Detailed analysis of the shape features of functional data is often the key to revealing important modes of variance in functional data. For instance, recognizing structural deviancies from the typical in the growth pattern of school aged children can be one of the earliest markers warning of potential underlying problems in health and well-being. Accurately predicting the hourly electricity consumption is crucial for an electricity company to be able to match the production to the demand. Distinguishing between the silhouettes of a child and a dog can be crucial in computer vision applications for self-driving cars. In short, sensitivity of the developed methodology to variations in shape has become an important topic in the literature. However, precisely defining typicality or atypicality in shape has proven to be a difficult problem. In how fine detail should the variations in local features be considered?
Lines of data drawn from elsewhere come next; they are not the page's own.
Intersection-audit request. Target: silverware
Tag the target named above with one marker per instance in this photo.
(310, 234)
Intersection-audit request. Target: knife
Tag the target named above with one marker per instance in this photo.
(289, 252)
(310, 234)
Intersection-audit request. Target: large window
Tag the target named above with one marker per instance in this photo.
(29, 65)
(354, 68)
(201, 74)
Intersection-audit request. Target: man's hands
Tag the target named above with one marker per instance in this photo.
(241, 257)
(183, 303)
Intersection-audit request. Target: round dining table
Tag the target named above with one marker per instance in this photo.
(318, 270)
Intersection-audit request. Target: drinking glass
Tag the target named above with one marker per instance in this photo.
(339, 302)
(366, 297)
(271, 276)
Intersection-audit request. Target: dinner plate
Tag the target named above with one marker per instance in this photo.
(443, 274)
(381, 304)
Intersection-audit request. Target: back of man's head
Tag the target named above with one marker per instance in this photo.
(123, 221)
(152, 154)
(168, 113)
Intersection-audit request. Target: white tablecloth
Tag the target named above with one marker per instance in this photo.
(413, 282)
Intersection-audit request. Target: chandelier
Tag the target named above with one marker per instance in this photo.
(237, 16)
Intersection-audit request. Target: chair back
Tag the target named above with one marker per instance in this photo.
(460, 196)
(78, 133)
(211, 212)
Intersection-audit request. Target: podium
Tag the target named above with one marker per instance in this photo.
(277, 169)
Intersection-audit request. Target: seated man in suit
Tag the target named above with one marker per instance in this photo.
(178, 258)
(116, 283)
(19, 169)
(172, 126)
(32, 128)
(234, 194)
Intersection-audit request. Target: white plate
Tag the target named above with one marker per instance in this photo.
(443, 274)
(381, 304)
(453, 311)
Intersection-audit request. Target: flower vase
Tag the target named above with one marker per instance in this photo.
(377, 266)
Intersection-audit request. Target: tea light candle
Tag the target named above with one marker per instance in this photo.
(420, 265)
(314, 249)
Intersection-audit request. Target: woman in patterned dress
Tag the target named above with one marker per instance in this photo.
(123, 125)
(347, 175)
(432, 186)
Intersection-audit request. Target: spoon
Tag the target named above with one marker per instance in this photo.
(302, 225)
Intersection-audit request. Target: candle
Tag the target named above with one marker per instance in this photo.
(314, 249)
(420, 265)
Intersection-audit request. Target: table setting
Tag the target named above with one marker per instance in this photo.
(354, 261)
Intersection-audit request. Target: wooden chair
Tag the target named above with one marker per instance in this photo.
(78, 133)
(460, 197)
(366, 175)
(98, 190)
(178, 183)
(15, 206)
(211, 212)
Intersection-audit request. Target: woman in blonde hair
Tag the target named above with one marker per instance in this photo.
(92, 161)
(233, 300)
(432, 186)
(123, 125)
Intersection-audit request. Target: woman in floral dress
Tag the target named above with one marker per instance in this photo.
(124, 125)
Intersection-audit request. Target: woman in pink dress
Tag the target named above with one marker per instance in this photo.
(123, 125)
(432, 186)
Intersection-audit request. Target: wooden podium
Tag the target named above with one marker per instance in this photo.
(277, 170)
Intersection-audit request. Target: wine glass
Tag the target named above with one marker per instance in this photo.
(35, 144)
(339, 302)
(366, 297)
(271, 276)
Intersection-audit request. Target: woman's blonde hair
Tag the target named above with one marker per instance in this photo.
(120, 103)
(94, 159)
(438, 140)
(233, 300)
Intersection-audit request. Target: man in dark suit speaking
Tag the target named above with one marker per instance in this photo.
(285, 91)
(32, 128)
What precisely makes a curve ‘too curvy’ in comparison to a set of other observations? Clearly, it is time to leave the classical, location-based considerations in the offside and shift our focus towards the intricacies in shape and structure.
In the dissertation, we develop methods for assessing the shape typicality and similarity of observations and study their properties in theory and in practice. Furthermore, we study the practical implementations of the methods in some prominent, common applications such as supervised learning and outlier detection, and evaluate their performance compared to some popular modern competitors. In particular, we demonstrate the excellent properties of the proposed methods and show that in many commonly encountered settings, they are able to match or even outperform many of the leading competitors.
Opponent is Professor Thomas Verdebout, Université Libre de Bruxelles, Belgium
Custos is Professor Pauliina Ilmonen, Aalto University School of Science, Department of Mathematics and Systems Analysis
Contact details of the doctoral student: [email protected], +358 50 5186136
The public defence will be organised on campus (Otakaari 1, lecture hall H304).
The doctoral thesis is publicly displayed 10 days before the defence in the publication archive Aaltodoc of Aalto University.